On Wed, Dec 8, 2010 at 4:43 PM, Camaleón <noelamac@gmail.com> wrote:
On Wed, 08 Dec 2010 13:35:25 -0700, Bob Proulx wrote:

> shawn wilson wrote:
>> It's generally advised that you use update-rc.d to do this. However,
>> IIRC this is the exact same thing that the command does (nothing more)
>> so you should be fine.
>
> I see a lot of advice to use update-rc.d to manipulate the symlinks.
> That is fine.  But it isn't required.  It is requored for packages to
> use update-rc.d by policy.  But it isn't required for people.  You
> wouldn't want packages all to do their own thing in the postinst scripts
> because then it would then all be done inconsistently and many would be
> buggy.  Therefore packages are required to use the update-rc.d tool as a
> consistent interface to update symlinks.  That way they don't introduce
> random bugs and changes to the scheme can be implemented all in one
> place.  But that is packages and not people.

(...)

I am open to any/better alternative.

In fact, what this thread has shown us is that there is not a standard
method (let's call it "a common way") for doing a simple task like is
disabling a script from running and keep its current status.

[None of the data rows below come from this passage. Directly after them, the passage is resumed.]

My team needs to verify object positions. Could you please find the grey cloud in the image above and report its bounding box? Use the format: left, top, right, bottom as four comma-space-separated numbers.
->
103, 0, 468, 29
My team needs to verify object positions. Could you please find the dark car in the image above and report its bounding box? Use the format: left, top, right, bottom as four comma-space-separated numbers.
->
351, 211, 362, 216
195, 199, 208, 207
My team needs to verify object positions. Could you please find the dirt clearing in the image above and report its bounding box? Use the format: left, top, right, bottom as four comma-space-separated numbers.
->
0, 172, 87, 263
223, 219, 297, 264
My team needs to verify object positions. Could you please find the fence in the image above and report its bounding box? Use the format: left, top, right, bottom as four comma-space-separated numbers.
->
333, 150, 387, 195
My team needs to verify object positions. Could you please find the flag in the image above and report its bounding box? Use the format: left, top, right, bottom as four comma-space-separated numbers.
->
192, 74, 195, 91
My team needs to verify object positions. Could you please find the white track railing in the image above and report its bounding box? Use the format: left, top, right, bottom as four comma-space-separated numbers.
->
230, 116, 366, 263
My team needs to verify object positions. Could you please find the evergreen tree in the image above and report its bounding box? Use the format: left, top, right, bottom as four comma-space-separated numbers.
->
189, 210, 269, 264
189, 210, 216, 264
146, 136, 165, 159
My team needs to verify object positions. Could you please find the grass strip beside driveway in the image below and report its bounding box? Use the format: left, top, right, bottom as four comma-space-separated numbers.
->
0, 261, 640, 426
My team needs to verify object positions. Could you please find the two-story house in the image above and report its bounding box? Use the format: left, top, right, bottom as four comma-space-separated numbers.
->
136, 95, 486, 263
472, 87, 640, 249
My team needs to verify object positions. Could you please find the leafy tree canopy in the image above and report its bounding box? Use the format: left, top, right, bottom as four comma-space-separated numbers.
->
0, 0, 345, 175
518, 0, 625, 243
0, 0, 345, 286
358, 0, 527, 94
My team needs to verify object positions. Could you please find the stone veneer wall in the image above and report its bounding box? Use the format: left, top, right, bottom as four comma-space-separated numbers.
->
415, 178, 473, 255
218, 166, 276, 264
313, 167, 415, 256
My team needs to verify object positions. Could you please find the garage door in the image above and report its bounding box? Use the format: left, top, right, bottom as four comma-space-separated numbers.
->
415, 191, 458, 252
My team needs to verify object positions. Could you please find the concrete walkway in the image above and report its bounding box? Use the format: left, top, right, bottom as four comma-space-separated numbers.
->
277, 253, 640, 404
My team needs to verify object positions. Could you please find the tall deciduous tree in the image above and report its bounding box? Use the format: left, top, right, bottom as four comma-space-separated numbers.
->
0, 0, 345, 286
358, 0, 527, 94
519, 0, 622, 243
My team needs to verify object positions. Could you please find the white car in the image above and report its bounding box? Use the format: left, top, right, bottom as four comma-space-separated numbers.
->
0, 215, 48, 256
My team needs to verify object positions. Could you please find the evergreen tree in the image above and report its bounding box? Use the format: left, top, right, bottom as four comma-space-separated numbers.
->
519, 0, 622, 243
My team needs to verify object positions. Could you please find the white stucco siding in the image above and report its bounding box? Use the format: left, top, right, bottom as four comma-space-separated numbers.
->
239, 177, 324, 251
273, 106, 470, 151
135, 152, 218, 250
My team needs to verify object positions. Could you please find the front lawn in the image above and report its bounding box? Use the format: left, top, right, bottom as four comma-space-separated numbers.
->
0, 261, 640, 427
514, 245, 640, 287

I was looking for a "Debian way" for handling this, not just with Network
Manager but with all the scripts.

True is that "man update-rc.d" suggests using tools like "sysv-rc-conf"
but this tool is no even installed by default, so, how does one can give
credit to such tools if they are not part of the base system? >:-)

Other people in this thread has suggested the manipulation of "/etc/
init.d/*" scripts headers and then re-injecting them with "insserv",
which is of course another option... so, what is the recommended/
preferred way of doing this? "update-rc.d", "sysv-rc-conf", "insserv",
(other)...?


the 'debian way' from what i've always understood is to use update-rc.d to do this. what Bob said was a pretty interesting way of doing things (changing the script and commenting so that you know why you did something). i've personally just gone and created and killed the symlinks and noted in the readme on each directory of what i did. i also keep a weekly backup of etc (a cron job on another server that does something like tar -cR /etc | gzip -c | scp - backup@host:/backups) and look at backups or changes in my readme's if i need to.

what we are saying is that 'the debian way' and the manual way are essentially the same thing. so i suppose just use what you are comfortable with.